You may be asking how do video games fit in the above picture, and the point is that a large majority of games are in fact beneficial to students in teaching them how to think and learn. Due to the underlying architecture of each game in which the developers seek the players limits to be difficult yet at the same time doable. This tactic is known as the Regime Competence Principal causing players to have feelings of frustration and euphoria all at the same time. Cognitive scientists such as Andy Disessa have found that the best instruction for learning hovers at the boundary of a students’ competence. This group went on to state that the best type of video games to help learning “incorporate expertise, tend to encourage players to master a level, only to undo that mastery in the next level forcing players to adapt and evolve. Educational theorists in Stanford have concluded that this is the best method to gain expertise in any field. MIT has come out with a list full of proven benefits as follows: Problem solving improved, hand eye coordination improved, visual skills honed, extends attention span, enhances reading skills, create the ability to adapt and evolve, build vocabulary, and memory skills are improved. All of the above can help students in school and in life by giving them a “leg-up” on the non gamers.
This is not to say that all games are beneficial, yet an enormous majority are. Real Time Strategy games such as Warcraft III, Age of Mythology, and Command and Conquer force players to micromanage an array of elements while at the same time balancing long and short-term goals. In AoM (Age of Mythology) players take the role of the commander of vast Roman armies to conquer the world in mythological times. This could spark interest in young minds and want to make players study the era in which the game takes place due to the many historical references. First person shooters such as Deus Ex have many geo political references in game. In this specific game (Deus Ex) a literary term known as Deus Ex machina (a solution to a previously unsolvable problem) is revolved around the whole game focusing on the literary devices with alternative meanings and forcing a player to create his or her own digital persona.

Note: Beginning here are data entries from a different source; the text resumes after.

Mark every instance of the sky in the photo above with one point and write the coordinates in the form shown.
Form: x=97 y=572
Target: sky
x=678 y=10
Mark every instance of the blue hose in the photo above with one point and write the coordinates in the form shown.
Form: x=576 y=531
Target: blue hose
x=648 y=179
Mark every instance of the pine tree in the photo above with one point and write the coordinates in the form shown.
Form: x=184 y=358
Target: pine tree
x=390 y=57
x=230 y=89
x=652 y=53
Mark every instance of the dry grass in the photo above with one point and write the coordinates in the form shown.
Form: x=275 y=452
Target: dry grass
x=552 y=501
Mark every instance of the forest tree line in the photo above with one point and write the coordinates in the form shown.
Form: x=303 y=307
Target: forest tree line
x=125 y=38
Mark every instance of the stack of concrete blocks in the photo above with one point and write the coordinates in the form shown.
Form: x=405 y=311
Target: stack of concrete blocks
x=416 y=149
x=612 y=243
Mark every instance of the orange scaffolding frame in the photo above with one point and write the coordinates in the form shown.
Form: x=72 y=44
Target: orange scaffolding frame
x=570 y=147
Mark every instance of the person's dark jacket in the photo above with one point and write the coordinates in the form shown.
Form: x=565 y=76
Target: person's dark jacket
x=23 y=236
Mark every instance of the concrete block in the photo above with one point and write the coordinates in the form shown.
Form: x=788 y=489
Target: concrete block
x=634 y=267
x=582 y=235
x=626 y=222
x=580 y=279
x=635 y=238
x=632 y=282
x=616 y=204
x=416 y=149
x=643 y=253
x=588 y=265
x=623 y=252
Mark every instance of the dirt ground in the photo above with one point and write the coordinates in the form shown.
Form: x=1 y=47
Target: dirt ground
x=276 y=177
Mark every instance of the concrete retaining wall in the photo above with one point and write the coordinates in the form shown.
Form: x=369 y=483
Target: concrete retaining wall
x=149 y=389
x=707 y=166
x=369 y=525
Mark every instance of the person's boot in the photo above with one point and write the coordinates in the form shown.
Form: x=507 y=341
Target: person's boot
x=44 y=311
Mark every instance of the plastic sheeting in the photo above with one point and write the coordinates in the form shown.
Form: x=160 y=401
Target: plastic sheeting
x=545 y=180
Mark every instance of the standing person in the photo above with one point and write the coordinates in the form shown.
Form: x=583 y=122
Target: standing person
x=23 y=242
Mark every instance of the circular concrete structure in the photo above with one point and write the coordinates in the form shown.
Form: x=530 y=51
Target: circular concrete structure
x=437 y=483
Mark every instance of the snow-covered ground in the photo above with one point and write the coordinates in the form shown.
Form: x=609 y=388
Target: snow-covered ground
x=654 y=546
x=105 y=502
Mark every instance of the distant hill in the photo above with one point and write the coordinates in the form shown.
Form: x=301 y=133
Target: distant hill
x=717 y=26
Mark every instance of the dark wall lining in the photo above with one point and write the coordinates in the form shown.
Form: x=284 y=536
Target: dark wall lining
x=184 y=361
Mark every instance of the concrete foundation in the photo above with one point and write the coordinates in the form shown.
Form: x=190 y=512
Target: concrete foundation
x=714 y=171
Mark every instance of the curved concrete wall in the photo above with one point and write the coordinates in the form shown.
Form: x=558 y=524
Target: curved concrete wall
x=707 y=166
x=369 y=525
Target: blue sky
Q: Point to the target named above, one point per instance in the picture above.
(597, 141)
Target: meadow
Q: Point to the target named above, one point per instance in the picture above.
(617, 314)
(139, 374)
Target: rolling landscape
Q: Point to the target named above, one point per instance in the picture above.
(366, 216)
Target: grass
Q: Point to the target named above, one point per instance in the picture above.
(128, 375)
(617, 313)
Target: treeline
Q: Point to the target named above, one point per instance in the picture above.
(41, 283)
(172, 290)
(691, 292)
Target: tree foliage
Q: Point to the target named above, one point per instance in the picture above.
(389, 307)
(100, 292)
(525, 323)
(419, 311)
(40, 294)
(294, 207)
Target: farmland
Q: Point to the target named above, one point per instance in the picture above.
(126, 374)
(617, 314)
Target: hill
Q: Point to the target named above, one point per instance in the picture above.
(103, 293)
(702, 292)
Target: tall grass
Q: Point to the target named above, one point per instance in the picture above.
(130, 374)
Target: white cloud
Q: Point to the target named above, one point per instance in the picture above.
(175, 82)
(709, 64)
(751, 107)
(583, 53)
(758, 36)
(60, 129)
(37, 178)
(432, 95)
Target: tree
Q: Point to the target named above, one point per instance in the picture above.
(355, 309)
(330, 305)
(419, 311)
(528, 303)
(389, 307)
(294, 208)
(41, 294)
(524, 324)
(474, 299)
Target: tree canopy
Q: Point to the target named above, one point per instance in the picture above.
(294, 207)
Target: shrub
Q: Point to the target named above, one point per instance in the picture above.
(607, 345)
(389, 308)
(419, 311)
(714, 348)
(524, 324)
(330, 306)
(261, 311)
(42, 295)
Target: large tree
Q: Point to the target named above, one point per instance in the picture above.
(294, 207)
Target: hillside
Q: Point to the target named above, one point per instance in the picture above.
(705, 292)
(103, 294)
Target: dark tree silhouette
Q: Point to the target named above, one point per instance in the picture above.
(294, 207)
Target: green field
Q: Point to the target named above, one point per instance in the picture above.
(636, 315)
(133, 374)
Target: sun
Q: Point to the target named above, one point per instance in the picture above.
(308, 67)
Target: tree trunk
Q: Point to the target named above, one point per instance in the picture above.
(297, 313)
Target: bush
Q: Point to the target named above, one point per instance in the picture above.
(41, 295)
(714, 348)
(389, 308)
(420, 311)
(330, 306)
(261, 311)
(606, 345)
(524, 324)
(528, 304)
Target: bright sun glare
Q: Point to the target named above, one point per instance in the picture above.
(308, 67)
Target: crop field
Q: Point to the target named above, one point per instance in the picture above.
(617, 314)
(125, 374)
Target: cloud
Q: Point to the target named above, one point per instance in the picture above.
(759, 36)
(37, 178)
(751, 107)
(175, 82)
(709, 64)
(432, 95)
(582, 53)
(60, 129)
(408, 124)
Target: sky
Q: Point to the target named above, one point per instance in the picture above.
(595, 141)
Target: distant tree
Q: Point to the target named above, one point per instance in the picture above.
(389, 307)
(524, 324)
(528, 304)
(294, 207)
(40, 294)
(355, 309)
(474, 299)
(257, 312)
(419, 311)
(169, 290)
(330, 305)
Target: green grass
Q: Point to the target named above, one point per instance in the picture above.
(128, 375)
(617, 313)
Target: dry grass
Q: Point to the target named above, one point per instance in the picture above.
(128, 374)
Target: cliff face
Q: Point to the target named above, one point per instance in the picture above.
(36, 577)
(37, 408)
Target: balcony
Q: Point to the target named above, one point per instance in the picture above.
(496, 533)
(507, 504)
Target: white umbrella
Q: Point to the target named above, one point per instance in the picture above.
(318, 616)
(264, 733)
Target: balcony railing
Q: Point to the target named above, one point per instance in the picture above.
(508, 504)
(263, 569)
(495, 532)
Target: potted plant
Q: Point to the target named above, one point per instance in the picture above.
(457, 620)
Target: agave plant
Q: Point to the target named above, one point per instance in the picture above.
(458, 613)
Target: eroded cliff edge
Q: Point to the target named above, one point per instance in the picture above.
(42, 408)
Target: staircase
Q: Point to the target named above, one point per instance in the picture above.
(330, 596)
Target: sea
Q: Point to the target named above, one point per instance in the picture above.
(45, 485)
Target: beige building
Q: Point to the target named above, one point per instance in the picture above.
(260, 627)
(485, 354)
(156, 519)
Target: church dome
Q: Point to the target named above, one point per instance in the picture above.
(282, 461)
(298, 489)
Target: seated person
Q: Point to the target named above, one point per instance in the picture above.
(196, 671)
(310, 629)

As one player puts it this sounds like something to put on your résumé.
A rich history of electronic video games dates back to the mid 1980’s, and as in many games there are benefits to coincide with the cultural changes caused by them induced by controversy in game violence. The purpose of the above information is not to lead you to believe that all games are beneficial, yet a large majority are. Video games still have plenty of potential to teach our culture a number of different skills and concepts. The benefits of which are still being uncovered to this day. In summation peoples’ notion of this activity is low and until they learn the benefits of playing games they will continue to look down on this otherwise wonderful hobby.


Senior Member
I hope the final draft has paragraphs.

Get some recent research which proves that video games either DOES or DOES NOT increase violent tendencies in children. Present it in the text.